ERRO[0000] error waiting for container: context canceled
@ryanmelnick
okay, I’m trying a 20.04 as well to see if I can reproduce …
but yes, even on the 22.04 instance that worked, my nvidia-docker.list also shows ubuntu18.04
@ryanmelnick
I tried on 20.04, with both docker and docker-ce (and both nvidia-container-toolkit and nvidia-docker2 packages), and I can’t reproduce :(
Here is the relevant history from my latest attempt, with docker and nvidia-docker2
1 wget https://developer.download.nvidia.com/compute/cuda/repos/ubuntu2004/x86_64/cuda-ubuntu2004.pin
2 sudo mv cuda-ubuntu2004.pin /etc/apt/preferences.d/cuda-repository-pin-600
3 wget https://developer.download.nvidia.com/compute/cuda/11.7.0/local_installers/cuda-repo-ubuntu2004-11-7-local_11.7.0-515.43.04-1_amd64.deb
4 sudo dpkg -i cuda-repo-ubuntu2004-11-7-local_11.7.0-515.43.04-1_amd64.deb
5 sudo cp /var/cuda-repo-ubuntu2004-11-7-local/cuda-*-keyring.gpg /usr/share/keyrings/
6 sudo apt-get update
7 sudo apt-get -y install cuda
8 nvidia-smi
11 sudo apt-get install docker.io
14 curl -s -L https://nvidia.github.io/nvidia-docker/gpgkey | sudo apt-key add -
15 curl -s -L https://nvidia.github.io/nvidia-docker/$distribution/nvidia-docker.list | sudo tee /etc/apt/sources.list.d/nvidia-docker.list
16 sudo apt-get update && sudo apt-get install -y nvidia-docker2
17 sudo systemctl restart docker
18 sudo docker run --gpus all nvidia/cuda:11.0-base nvidia-smi
21 sudo usermod -aG docker $USER
22 exit
23 docker login nvcr.io
24 docker run --entrypoint /bin/bash --network=host -it --gpus all --rm nvcr.io/ea-reopt-member-zone/ea-cuopt
Not sure what to try next.
Ah, nvidia-docker2 installs nvidia-container-toolkit …so it’s essentially the same situation.
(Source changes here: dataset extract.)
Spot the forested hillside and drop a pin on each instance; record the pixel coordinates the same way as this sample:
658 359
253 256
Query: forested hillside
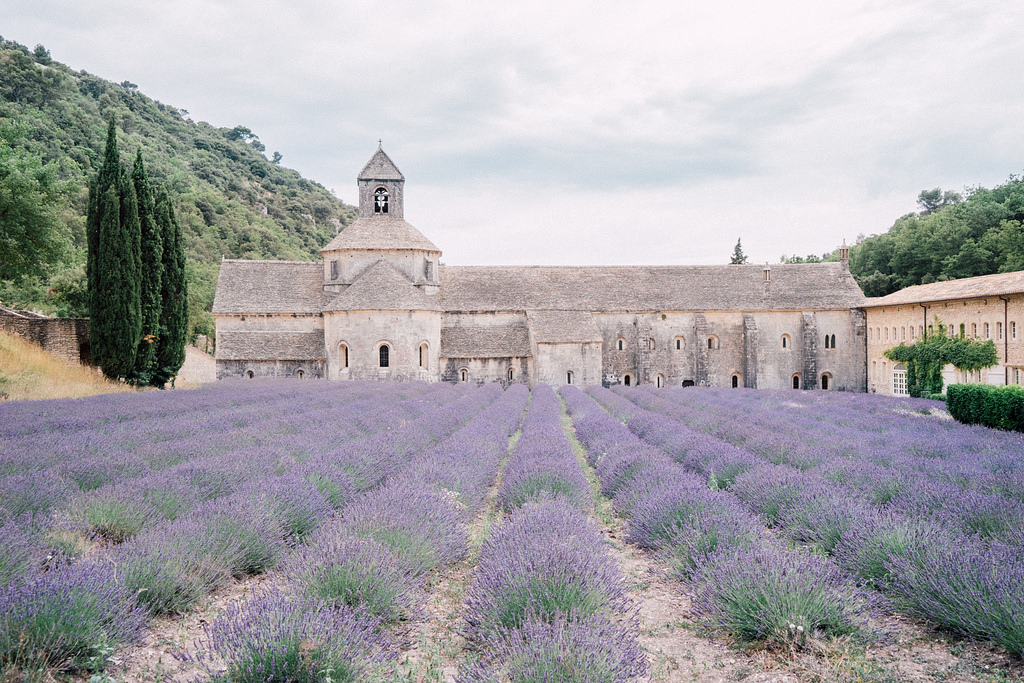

The only ways I seem to be able to get the could not select device driver “” with capabilities: [[gpu]] error are
- do not install the nvidia-container-toolkit package
- or, install the package, but fail to restart docker
@ryanmelnick when you say rootless docker, do you mean something like this
or do you mean simply adding the user to the docker group like I have above?
Update: I switched to rootless docker using this page How to do a Rootless Docker Installation?
At first I got the original error you reported (permission denied for /sys/fs/cgroup/devices/user.slice/devices.allow)
I fixed that by setting “no-groups = true” in /etc/nvidia-container-runtime/config.toml under [nvidia-container-cli]
After that I was able to run the container using rootless docker.